Hauptursache für die Verzögerungen ist prinzipiell nicht die Technik des NH90. Vielmehr waren die sehr aufwändigen Wartungs- und Inspektionssysteme, ein gewisser Mangel an Ersatzteilen sowie die laufenden Umrüstungen zur Vereinheitlichung der Konstruktionsstände Kern des Übels.
Airbus sowie die Soldatinnen und Soldaten der Bundeswehr haben in den zurückliegenden Monaten durch verschiedene Maßnahmen positiv zu bewertende Schritte unternommen die Lage zu verbessern, bis zum angestrebten Klarstand von 60% wird sicherlich dennoch einige Zeit über die Nordsee ziehen.
Schritt in die Zukunft
Trotz aller Problematiken ist der Sea Lion ein zukunftsorientiertes System,welches software- und modultechnisch deutliche Fortschritte gegenüber des SeaKings aufweist. Durch die neue, hochmoderne Ausstattung erreicht der NH90 einen erheblichen operationellen Vorteil gegenüber seiner Vorgängerin. Auch und vorallem bei schlechtem Wetter. Dabei kann man die Genauigkeit und Nutzbarkeit von Radar, Infrarot und Tageslichtkamera nennen sowie weitere Systeme welche die Erkennung und Wahrnehmung von anderen Luftfahrzeugen im Luftraum ermöglichen . Die NH90 hat einen deutlichen Leistungsvorteil, der sich gegenüber der Sea King auch in der Nutzlast widerspiegelt.
Von den Crews wird explizit erwähnt, dass das neue Leistungsprofil ein deutlicher Fortschritt ist. So ergeben sich aus der Leistung des NH90 deutliche Verbesserungen im Bereich Not-Verfahren, längere Durchhaltefähigkeit auch im beladenen Zustand sowie der Agilität.
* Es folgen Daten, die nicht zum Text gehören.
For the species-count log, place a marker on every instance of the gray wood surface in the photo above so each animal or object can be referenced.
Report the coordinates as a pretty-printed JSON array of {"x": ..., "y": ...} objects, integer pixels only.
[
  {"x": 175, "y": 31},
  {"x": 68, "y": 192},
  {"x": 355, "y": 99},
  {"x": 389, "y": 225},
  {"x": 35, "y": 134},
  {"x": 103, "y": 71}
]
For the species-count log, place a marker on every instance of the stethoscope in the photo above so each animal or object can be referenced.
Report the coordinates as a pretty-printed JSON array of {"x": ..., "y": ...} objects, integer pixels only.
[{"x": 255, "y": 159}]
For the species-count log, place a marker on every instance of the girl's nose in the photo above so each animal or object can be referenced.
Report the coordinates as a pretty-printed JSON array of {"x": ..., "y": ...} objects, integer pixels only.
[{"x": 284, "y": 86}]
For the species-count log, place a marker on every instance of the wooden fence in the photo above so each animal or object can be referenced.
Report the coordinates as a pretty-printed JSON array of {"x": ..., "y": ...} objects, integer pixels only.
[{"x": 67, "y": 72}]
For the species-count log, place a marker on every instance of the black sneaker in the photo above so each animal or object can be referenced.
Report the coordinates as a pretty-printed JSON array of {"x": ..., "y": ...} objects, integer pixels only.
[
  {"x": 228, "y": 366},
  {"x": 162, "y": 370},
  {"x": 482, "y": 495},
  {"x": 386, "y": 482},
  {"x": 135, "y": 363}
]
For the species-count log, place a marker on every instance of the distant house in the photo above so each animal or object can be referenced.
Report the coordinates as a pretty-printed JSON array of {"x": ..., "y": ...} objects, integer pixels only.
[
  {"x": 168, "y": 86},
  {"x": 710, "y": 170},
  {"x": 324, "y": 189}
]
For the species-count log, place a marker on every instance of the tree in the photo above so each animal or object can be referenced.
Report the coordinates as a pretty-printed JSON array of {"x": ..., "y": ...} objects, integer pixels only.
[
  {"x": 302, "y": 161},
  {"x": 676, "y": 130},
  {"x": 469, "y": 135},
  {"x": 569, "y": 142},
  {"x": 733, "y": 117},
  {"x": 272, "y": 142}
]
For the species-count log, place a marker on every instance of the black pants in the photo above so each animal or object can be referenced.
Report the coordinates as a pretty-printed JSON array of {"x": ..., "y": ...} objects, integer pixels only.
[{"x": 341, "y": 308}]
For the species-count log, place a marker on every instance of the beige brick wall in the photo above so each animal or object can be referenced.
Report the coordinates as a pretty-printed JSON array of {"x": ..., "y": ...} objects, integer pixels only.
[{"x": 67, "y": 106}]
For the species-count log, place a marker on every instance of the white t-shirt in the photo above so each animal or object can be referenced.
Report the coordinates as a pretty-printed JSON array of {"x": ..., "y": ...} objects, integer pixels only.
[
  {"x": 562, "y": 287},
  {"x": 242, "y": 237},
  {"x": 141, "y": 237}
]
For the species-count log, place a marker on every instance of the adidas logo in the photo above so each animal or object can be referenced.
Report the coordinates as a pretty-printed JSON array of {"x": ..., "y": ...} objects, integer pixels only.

Auch wenn für viele Luftfahrt-Enthusiasten die Sea King das deutlich coolere Fluggerät ist, so ist die Ablösung des Königs durch die Sea Lion nach einem halben Jahrhundert mehr als überfällig. Mit dem NH 90 TTH erhält die Deutsche Marine einen hochmodernen Helikopter, welcher den Herausforderungen des Alltags im SAR-Dienst mehr als gerecht wird und die Seenotrettung der Marine zukunftsfähig macht.